Women in sub-Saharan Africa constitute 60 percent of persons living with HIV/Aids; make up the greater portion of vulnerable and unemployed workers; and are less likely than men to inherit, have access to capital, and own land. Women also head the majority of poor households. In South Africa, 45 percent of female-headed households are poor, while in Malawi there are three poor women for every poor man. Women on the African continent are also subject to pervasive gender-based violence, harmful cultural practices and early marriages.
Meanwhile, women provide approximately 70 percent of agricultural labour and carry the greater burden of care and housework, attesting to the pervasiveness, cross-cutting nature and widespread impact of power disparities between men and women on the continent.
These examples show that women’s lack of decision making power over their lives and bodies, across both public and private spheres, amounts to a violation of the principles on which the fight to end colonialism was premised. This powerlessness also raises questions about the validity of the continent’s democracies. Responsive and accountable forms of governance demand women’s participation and representation.
The centrality of gender equality to democracy and development agendas has been affirmed by a multitude of international instruments and trends over the last four decades. From the late 1970s, the creation of national gender machineries - commissions, policy units and ministries - have aimed to fast-track gender equity by ensuring the consideration of women’s needs in policy formulation and development interventions. After the 1990s, with the conclusion of many African conflicts, a renewed commitment to democracy introduced instruments to accelerate the entrance of women into formal political institutions, and hence their participation in political decision making. Diverse, vibrant and innovative women’s movements across the continent have been central to realising these changes.

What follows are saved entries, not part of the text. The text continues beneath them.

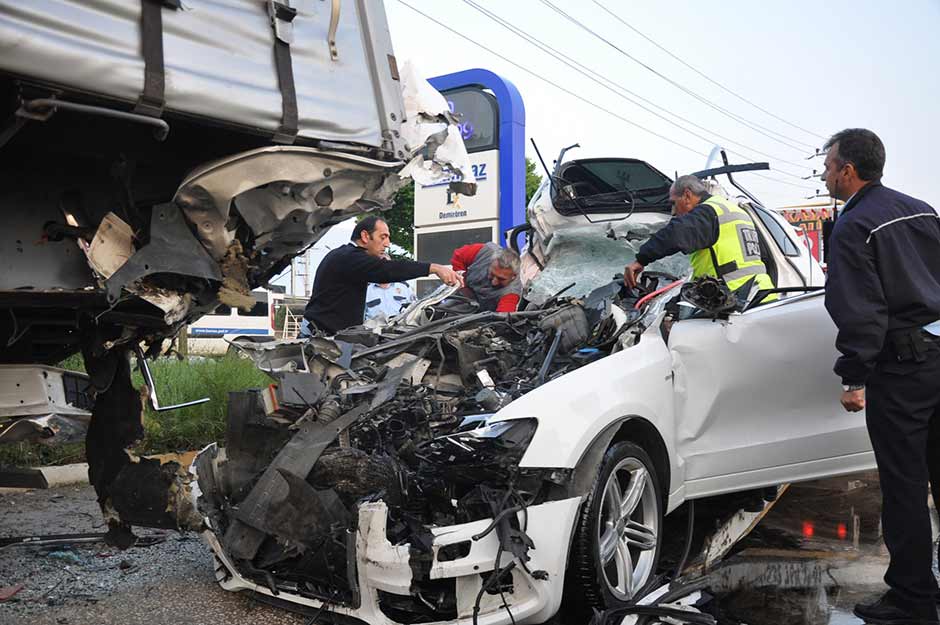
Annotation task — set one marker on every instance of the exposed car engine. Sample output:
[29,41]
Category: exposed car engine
[402,416]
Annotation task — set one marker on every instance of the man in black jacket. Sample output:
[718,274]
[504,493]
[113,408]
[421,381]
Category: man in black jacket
[338,299]
[883,293]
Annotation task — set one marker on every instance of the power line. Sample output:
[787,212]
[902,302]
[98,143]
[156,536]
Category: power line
[618,90]
[711,80]
[752,125]
[563,89]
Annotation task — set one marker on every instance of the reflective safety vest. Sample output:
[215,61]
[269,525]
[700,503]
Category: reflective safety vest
[735,256]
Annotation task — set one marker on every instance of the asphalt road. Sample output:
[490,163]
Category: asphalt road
[169,582]
[831,524]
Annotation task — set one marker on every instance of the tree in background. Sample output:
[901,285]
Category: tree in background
[401,217]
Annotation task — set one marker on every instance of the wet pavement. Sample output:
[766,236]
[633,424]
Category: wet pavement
[815,555]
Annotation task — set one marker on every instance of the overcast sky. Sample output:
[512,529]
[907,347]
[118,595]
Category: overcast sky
[822,66]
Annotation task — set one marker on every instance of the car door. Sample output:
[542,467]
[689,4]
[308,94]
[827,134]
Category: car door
[757,402]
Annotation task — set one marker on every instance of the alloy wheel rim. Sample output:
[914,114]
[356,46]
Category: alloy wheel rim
[628,528]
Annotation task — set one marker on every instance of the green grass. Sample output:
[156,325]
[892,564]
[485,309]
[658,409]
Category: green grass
[175,430]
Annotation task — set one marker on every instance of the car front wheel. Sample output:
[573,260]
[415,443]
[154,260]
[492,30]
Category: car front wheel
[617,540]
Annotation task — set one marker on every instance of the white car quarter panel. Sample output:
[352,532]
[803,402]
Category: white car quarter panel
[757,391]
[574,409]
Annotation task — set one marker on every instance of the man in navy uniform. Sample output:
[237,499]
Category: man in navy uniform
[883,293]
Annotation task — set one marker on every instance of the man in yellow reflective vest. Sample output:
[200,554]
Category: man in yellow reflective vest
[719,235]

By some accounts, results have been striking. Gender machineries and national gender policies and budgeting initiatives are regular features of Africa’s political institutional landscape. Barely two decades into democracy, both Rwanda and South Africa have surpassed developed countries in terms of equitable gender representation in political institutions. Both have attained “critical mass”: the magic threshold beyond which women’s presence in political institutions should translate into influence. However, these two countries make clear that the combined force of critical mass and gender machineries does not consistently translate into gender-responsive governance - governance that actively works to correct social, economic and cultural gender imbalances.

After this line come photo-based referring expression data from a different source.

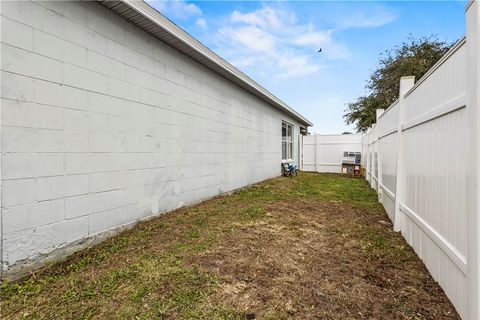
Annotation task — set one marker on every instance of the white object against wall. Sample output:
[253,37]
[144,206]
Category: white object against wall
[424,158]
[324,152]
[103,125]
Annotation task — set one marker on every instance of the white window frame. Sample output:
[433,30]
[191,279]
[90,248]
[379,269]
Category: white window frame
[287,141]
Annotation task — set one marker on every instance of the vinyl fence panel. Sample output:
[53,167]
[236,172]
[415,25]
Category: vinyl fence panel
[324,153]
[417,159]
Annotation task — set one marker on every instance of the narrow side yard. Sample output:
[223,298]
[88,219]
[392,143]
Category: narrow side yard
[317,246]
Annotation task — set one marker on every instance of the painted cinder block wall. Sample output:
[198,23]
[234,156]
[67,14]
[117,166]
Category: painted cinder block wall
[103,125]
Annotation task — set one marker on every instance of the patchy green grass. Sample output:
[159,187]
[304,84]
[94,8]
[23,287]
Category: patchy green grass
[306,247]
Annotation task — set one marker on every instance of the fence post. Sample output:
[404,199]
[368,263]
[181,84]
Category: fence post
[473,179]
[379,112]
[316,153]
[406,83]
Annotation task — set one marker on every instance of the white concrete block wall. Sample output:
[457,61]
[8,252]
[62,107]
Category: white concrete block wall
[102,125]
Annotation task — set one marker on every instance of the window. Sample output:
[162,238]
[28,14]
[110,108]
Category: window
[287,141]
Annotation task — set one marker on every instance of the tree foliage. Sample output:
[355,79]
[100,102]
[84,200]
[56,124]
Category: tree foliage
[413,57]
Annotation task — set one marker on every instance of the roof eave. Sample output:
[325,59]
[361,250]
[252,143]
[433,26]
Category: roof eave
[150,20]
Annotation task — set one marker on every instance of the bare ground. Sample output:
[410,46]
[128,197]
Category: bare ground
[312,247]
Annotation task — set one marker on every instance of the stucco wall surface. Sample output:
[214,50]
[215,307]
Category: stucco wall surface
[103,125]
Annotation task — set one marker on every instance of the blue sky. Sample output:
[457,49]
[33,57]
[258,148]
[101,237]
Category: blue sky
[276,43]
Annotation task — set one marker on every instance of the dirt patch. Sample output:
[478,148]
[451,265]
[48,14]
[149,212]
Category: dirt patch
[316,246]
[322,259]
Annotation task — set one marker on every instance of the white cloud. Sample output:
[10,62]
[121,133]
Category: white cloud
[316,38]
[265,17]
[177,8]
[250,37]
[374,18]
[270,42]
[202,23]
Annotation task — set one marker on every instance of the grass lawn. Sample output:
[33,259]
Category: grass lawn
[316,246]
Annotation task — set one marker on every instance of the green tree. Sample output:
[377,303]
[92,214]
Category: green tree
[413,57]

It is becoming clear that democracy and the advance of gender equality are intertwined, and that a more comprehensive approach is required to ensure political accountability and responsiveness to women. Women’s presence in political structures needs to be considered in relation to the power of citizens’ voice in general, and of women’s in particular; the influence of social and women’s movements and their relations with one another; the nature and culture of political parties; and the norms and capacity of state institutions.
The articles brought together in this edition of Perspectives address some of these considerations. They reflect on the strengths and shortcomings of strategies for fostering gender-responsive political governance. We hope that these lessons and reflections can help map a way forward by inspiring debate about the efficacy of these strategies.